At this juncture, we need to ask ourselves just how reasonable Coupa at $95 per share would be. In September, Coupa announced its results through July 31, 2022. It posted $211.1 million worth of top line, up 18% on a year-over-year basis. On a GAAP basis, Coupa was unprofitable in the period, posting operating losses of $63.6 million and a net loss of $75.3 million. (Its operating loss was up compared to the year-ago period, while its net loss shrank.)

But what Coupa has that makes it somewhat special is that it kicks off lots of cash. Its operating and free cash flow in its most recently reported quarter — we’ll learn more about its Q3 fiscal 2023 period in a week — came to $29.1 million and $25.0 million, respectively.

Hell, Coupa was generating so much cash that it announced a “share repurchase program of up to $100 million of the Company’s common stock.” You don’t do that if you don’t have free cash and belief that your stock is undervalued.

Coupa at $63.88 per share is worth $4.85 billion. At $95 per share, it would be worth $7.2 billion, give or take. At its now-dated fiscal Q2 run rate, the company would be worth around 8.5x its revenues. (HMI notes that “recent software sponsor take-privates have averaged approximately 9.6x NTM revenues [which] would support a sale of Coupa over $95 per share,” to which we say, correct.

But how reasonable is that multiple? Per data that TechCrunch can see, it is a bit rich for market norms today, given Coupa’s growth rate compared to its peers and their multiples.

This doesn’t undercut the HMI argument; it’s core to it, frankly. Namely that the market is undervaluing software companies, and so selling for a modest premium from a depressed share-price floor is silly. It would, in effect, transfer existing investors’ anticipated future returns to another set of capital backers. That’s provided, of course, that tech valuations are too low today compared to the real value of the assets they represent.

Given that interest rates are set to continue rising, it’s fair enough to argue that tech valuations could fall further.

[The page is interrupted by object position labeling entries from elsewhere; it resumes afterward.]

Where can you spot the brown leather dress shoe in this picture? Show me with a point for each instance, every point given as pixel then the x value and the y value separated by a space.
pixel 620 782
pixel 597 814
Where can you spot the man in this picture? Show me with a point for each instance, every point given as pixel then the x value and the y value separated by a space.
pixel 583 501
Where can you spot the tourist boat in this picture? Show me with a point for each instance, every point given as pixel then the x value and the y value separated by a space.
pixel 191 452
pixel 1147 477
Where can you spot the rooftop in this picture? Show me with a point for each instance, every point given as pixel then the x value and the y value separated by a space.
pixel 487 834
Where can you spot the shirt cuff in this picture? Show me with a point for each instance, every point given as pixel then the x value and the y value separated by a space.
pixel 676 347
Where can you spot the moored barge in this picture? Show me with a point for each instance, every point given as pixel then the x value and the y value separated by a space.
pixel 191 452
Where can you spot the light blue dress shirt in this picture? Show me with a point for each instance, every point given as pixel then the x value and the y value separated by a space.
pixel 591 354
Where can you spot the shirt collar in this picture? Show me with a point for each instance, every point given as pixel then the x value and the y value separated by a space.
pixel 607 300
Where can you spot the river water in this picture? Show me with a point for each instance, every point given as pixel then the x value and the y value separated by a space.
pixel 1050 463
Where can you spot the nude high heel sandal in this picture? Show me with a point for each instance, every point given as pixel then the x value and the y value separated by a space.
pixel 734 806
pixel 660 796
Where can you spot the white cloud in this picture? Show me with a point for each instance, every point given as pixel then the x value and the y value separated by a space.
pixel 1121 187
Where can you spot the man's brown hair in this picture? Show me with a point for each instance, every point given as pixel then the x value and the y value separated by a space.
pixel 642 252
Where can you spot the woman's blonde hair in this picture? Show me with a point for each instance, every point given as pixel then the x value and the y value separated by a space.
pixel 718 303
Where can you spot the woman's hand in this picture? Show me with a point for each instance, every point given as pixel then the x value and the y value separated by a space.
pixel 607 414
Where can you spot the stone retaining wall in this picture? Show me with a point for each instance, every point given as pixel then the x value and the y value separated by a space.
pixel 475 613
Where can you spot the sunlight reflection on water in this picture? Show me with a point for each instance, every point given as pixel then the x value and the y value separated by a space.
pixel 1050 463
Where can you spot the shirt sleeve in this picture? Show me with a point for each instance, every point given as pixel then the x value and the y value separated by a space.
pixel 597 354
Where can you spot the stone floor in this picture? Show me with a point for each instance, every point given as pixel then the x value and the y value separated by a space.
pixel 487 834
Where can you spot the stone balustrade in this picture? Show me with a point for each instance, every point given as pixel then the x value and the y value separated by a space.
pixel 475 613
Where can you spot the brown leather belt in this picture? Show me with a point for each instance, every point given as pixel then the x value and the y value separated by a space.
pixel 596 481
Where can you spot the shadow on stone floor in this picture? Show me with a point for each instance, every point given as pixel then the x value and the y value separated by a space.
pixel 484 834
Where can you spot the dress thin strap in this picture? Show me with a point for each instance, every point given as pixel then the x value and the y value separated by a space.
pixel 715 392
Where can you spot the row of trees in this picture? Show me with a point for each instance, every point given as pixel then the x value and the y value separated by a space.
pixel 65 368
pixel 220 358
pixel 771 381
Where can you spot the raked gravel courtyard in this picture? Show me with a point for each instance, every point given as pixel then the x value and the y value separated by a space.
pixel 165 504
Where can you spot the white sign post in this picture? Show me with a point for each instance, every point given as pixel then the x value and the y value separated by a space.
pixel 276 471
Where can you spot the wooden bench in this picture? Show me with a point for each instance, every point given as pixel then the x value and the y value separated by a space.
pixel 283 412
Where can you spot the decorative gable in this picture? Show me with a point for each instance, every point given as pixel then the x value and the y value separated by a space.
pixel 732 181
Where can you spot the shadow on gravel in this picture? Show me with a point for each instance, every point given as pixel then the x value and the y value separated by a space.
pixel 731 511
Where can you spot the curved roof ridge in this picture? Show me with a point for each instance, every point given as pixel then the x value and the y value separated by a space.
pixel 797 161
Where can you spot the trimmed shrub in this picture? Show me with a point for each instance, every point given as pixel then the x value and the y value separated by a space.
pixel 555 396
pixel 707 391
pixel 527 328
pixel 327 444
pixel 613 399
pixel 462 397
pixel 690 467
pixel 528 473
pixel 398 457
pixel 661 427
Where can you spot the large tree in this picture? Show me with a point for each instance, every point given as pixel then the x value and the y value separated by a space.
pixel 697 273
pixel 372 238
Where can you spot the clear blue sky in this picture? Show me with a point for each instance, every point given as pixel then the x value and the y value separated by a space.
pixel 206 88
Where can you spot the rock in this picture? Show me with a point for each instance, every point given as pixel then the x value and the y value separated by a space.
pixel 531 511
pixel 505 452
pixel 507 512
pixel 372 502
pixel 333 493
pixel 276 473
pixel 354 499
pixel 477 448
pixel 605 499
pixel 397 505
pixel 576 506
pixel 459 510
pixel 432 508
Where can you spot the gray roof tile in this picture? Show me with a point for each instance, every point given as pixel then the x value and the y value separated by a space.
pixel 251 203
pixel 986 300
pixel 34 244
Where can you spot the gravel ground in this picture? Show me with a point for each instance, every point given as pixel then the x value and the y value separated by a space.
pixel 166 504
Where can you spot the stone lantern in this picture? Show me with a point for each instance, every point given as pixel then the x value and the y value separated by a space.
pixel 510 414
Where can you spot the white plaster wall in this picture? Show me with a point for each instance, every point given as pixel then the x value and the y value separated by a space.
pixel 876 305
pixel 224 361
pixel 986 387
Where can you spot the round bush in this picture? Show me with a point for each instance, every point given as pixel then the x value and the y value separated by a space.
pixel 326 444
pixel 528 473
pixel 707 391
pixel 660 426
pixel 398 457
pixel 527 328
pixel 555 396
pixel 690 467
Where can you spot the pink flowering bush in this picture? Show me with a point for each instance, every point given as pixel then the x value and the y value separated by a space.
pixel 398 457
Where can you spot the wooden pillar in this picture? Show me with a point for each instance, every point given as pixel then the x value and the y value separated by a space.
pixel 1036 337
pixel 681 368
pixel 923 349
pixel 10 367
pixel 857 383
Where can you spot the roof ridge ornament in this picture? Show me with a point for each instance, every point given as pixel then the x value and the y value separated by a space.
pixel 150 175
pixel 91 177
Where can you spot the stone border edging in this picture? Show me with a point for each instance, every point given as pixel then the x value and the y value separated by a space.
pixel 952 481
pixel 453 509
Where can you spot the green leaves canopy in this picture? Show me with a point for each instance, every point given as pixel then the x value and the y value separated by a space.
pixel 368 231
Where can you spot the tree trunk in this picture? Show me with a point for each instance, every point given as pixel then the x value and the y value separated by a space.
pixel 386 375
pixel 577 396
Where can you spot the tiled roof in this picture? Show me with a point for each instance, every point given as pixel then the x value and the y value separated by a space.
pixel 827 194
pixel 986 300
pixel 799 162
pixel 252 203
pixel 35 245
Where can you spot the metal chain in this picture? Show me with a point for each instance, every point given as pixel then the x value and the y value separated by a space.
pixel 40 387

However, with the Fed now signaling a possible moderation in how quickly it raises rates, some pressure could lift off of tech stocks in the coming weeks. That would raise share prices and partially inflate multiples. To sell in the very near future, before the market has a chance to react to Fed movements in the coming weeks, might be jumping the gun.

With potentially good news on the horizon, at a minimum, no software company should sell before we get the next Fed move. If it is more modest than prior hikes, we could see tech stocks gain value. In turn, that would set a new, higher floor for possible sale prices of tech companies. For Coupa investors, such a moment might allow them to command a price more in line with what HMI wants versus what a PE firm might be willing to pay today.

Of course, private equity wants to get busy when it can do so at a cheap entry price. That’s why the UserTesting sale price felt like a blow; the company was selling at a massive discount to its recent IPO price because, well, its value had fallen even lower than what PE was willing to offer. Companies can make that call or decline and execute their plans until the market decides that tech companies are worth a bit more than they thought during an accelerated period of rising rates and increasing geopolitical unease.

A little patience could result in a greater payoff. Or it could mean a missed window. But HMI’s argument that any exit price set using current norms might undervalue the assets in question seems more than reasonable a contention to make. Why else would PE be circling?